Klimaanpassung ist nicht Zukunfts-, sondern Gegenwartsaufgabe

Publikumsmagnet: Forum zu grün-blauer Infrastruktur mit hochkarätigen Gästen
Trockene Sommer, nasse Winter, Hochwasser, Wassermangel: Die Anpassung an Wetterextreme durch eine Verbesserung der grün-blauen Infrastruktur war das Thema einer Vortrags- und Diskussionsveranstaltung der Akademie des Landschaftsbauunternehmens Knappmann am Donnerstag.
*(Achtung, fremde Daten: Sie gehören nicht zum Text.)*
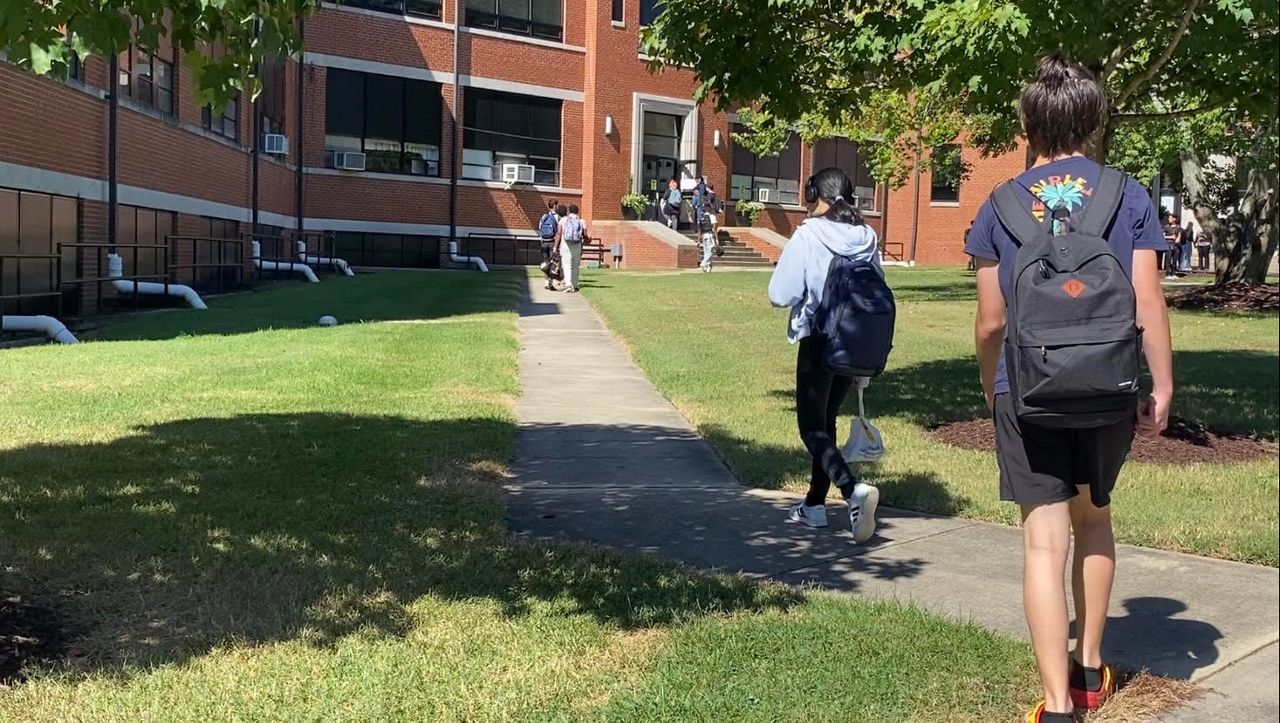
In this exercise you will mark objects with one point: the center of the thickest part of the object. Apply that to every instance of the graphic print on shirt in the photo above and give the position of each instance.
(1068, 192)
Die Plätze im Auditorium 2 reichten bei Weitem nicht aus: Viele Besucher mussten stehen.
Alexandra Landsberg, Gruppenleiterin für Nachhaltige Entwicklung, Klimawandel und Umweltwirtschaft im NRW-Umweltministerium, betonte in ihrer Begrüßung, dass der Klimawandel längst "das Leben der Menschen konkret verändert und die Gesellschaft zunehmend härter trifft". Wetterextreme nähmen zu, Trockenheit und Überschwemmungen wechselten sich immer häufiger ab. Landsberg verwies besonders auf das Ahr-Hochwasser, das Schäden in zweistelliger Milliardenhöhe verursacht habe.
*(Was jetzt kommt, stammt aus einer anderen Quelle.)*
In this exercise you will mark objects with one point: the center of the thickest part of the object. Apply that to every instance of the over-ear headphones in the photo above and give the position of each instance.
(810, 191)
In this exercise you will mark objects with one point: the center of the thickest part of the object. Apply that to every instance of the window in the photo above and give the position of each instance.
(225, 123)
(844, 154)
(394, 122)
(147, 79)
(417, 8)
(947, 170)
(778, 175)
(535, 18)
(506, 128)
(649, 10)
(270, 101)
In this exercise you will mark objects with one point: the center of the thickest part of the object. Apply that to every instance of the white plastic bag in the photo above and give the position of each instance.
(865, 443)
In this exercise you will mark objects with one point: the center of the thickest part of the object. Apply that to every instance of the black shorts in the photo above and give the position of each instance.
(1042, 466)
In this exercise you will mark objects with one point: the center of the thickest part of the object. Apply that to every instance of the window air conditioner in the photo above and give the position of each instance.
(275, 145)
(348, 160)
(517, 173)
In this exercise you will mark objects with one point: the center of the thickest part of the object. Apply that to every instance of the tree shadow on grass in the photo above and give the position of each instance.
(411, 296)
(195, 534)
Deshalb müsse man die Infrastruktur neu denken: Sie müsse sicher, robust und flexibel werden. Dafür seien "gewaltige Investitionen notwendig". Landsberg: "Klimaanpassung ist keine Zukunftsaufgabe, sondern eine Gegenwartsaufgabe." Die Infrastruktur müsse auch unter Belastung funktionieren, was für Straßen genauso gelte wie für Wasserläufe.
Das Bauen an Wasserläufen - zu nah, ohne Vorsorge gegen Hochwasser und Starkregen - war ein wiederkehrendes Thema des Tages. Dr. Ralf Togler, Geschäftsführer der Kommunalagentur NRW, schilderte ein plakatives Beispiel eines Mehrfamilienhauses in Bachnähe, dessen Tiefgarage schon während der Bauphase unter Wasser stand. Dennoch würde danach keine weitere Vorsorge getroffen. "Offenbar ist das Wissen, das frühere Generationen hatten, wenn sie am Wasser gebaut haben, verloren gegangen", so Togler.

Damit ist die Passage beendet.